Saint AUGUSTIN, La cité de Dieu, II, Livre VIII, Œuvres, Bibliothèque augustinienne, p. 247.

PASCAL, Entretien avec Monsieur de Sacy, OC III, éd. J. Mesnard, p. 124 sq.

SELLIER Philippe, Pascal et saint Augustin, Paris, Colin, 1970.

 

Éclaircissements

 

Ce que les hommes par leurs plus grandes lumières avaient pu connaître, cette religion l’enseignait à ses enfants.

 

La leçon n’avaient pu connaître (copie Périer) imposerait un sens qui serait, à première vue, plus facile à comprendre : Pascal voudrait dire que les plus hautes conceptions des hommes sont toujours inférieures aux plus élémentaires vérités de la religion chrétienne. Ce n’est pourtant pas ce que Pascal a écrit.

Les homme dotés des plus grandes lumières sont vraisemblablement Platon et ses disciples. Port-Royal a peut-être rejeté ce fragment faute de le comprendre clairement.

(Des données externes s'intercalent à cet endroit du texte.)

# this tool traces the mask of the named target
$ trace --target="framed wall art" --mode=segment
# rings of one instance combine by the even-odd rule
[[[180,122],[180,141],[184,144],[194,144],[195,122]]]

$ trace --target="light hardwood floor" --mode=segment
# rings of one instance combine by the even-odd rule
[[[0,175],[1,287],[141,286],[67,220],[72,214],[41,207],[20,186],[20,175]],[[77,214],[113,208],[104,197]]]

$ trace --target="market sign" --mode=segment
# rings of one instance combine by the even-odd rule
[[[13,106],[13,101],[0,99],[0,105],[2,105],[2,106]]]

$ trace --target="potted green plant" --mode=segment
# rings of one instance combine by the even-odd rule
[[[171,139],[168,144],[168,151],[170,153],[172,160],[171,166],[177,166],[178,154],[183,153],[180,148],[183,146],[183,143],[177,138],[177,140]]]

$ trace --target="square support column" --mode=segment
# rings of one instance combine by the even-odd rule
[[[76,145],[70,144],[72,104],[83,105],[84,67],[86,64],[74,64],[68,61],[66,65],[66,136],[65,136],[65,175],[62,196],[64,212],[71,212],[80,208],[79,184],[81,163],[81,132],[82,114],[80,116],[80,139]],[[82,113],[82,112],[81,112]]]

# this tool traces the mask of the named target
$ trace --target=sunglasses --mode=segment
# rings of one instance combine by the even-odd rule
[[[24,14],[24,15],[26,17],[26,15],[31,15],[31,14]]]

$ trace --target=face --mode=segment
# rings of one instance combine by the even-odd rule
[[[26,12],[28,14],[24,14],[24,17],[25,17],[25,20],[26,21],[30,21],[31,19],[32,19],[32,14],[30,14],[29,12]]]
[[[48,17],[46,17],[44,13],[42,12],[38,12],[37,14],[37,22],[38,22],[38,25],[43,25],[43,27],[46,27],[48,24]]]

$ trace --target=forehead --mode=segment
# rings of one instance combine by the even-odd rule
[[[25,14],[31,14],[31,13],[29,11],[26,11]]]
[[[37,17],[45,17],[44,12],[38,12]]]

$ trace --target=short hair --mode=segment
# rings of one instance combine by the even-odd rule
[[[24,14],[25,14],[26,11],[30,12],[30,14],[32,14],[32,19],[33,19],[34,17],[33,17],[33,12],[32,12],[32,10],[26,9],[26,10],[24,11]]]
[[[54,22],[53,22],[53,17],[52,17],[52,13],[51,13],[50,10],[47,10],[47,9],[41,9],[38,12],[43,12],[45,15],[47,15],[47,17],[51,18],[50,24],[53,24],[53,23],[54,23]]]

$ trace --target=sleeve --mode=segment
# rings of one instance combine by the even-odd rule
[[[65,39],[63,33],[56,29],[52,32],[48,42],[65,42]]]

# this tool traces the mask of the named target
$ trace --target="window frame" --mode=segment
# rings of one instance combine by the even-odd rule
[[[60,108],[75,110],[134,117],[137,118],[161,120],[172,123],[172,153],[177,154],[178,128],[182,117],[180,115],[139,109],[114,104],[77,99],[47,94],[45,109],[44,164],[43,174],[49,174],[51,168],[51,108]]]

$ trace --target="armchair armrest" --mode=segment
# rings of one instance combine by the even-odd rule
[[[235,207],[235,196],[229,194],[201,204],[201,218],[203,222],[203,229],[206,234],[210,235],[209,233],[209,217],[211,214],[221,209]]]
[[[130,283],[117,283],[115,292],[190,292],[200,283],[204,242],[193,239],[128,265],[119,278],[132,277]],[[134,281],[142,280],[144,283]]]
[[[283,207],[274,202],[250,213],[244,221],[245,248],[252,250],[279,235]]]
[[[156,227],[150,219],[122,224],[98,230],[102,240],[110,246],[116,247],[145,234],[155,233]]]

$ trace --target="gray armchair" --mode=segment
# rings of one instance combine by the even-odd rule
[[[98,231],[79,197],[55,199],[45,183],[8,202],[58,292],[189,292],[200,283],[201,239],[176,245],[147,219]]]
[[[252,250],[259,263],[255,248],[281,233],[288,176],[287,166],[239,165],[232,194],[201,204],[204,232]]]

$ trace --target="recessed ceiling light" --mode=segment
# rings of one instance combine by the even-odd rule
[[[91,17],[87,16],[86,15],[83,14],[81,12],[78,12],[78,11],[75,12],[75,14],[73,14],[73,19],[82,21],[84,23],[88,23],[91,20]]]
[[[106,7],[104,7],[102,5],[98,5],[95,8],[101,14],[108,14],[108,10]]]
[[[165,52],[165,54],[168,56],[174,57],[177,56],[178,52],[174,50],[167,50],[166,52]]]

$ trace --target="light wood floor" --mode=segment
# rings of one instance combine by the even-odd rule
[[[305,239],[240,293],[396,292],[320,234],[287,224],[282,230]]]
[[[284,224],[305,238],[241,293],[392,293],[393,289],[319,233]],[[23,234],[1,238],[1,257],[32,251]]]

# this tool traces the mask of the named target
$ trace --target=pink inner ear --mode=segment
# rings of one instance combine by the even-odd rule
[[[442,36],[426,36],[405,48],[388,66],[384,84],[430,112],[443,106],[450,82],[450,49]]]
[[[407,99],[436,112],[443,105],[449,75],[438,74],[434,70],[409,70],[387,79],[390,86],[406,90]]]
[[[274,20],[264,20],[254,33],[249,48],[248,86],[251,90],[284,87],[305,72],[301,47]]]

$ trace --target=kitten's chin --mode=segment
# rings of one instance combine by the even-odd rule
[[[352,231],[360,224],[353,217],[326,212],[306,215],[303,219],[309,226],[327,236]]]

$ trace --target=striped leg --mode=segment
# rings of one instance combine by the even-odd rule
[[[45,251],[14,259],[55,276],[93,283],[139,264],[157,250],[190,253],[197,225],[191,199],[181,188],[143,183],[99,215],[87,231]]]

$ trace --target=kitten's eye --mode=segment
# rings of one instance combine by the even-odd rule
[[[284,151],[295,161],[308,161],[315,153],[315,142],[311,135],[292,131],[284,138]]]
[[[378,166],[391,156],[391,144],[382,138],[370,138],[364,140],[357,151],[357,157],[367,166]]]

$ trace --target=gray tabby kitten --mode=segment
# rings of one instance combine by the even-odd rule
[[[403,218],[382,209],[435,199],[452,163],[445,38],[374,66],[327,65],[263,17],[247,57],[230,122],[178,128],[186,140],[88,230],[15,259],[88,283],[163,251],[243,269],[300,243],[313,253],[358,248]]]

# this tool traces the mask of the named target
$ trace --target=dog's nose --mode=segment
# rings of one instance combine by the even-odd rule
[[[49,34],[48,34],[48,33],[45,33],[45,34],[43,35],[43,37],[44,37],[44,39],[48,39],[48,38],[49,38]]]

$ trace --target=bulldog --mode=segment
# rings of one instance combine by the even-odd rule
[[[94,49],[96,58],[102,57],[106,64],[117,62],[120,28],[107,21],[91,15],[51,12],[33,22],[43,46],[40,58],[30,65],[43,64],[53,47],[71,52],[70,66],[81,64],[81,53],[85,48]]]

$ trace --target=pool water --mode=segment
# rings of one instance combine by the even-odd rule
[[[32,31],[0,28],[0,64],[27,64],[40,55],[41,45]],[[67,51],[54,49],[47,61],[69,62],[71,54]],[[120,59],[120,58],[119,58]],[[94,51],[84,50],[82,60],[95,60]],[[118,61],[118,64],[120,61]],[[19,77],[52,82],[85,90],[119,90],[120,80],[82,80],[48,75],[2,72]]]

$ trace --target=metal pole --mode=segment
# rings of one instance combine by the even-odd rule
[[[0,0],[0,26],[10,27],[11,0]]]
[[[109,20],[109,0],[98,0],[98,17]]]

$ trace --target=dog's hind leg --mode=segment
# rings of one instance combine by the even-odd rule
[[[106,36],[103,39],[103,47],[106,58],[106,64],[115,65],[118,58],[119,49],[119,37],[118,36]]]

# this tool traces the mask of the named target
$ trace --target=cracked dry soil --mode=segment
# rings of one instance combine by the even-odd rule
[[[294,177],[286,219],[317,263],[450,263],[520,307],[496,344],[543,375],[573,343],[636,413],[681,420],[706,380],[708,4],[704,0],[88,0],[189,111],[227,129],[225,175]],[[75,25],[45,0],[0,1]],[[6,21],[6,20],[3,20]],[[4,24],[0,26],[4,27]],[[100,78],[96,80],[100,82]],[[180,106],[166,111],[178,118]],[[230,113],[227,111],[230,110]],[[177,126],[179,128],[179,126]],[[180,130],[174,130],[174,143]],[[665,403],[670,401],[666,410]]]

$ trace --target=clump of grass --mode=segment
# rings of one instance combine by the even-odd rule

Sellier Philippe, Pascal et saint Augustin, p. 58 sq. Les néoplatoniciens ont trouvé la vérité, mais non la voie. Le livre de La cité de Dieu affirme la découverte de l’existence de Dieu par Platon ; saint Augustin a consacré aux platoniciens le Sermon 141 de verbis Domini 55, 1-2, dont Pascal tire une formule dans Excellence 2 (Laf. 190, Sel. 222) : quod curiositate cognoverunt, superbia amiserunt, p. 59.

Saint Augustin, La cité de Dieu, II, Livre VIII, Œuvres, Bibliothèque augustinienne, p. 247. Aucun philosophe n’est plus proche du christianisme que Platon, parce qu’il pense que le sage imite, connaît et aime Dieu. Il reconnaît le vrai Dieu pour auteur des êtres, pour source de vérité : p. 249. Il a mis la béatitude de l’homme dans la jouissance de Dieu : p. 261. Christianisme et platonisme : p. 263. Platon a-t-il connu la sainte Écriture ? p. 269. Selon certains apologistes chrétiens, Platon aurait eu connaissance de la loi de Moïse : p. 270. Saint Augustin soutiendrait volontiers cette idée : p. 271.

Prophéties 17 (Laf. 338, Sel. 370). Ce que Platon n’a pu persuader à quelque peu d’hommes choisis et si instruits, une force secrète le persuade à cent milliers d’hommes ignorants, par la vertu de peu de paroles.

Pascal insiste sur le fait que la faible diffusion du platonisme fait piètre figure à côté de la fulgurante expansion du christianisme. Voir Preuves par discours III (Laf. 447, Sel. 690) : La conversion des païens n’était réservée qu’à la grâce du Messie. Les Juifs ont été si longtemps à les combattre sans succès : tout ce qu’en ont dit Salomon et les prophètes a été inutile. Les sages, comme Platon et Socrate, n’ont pu le persuader.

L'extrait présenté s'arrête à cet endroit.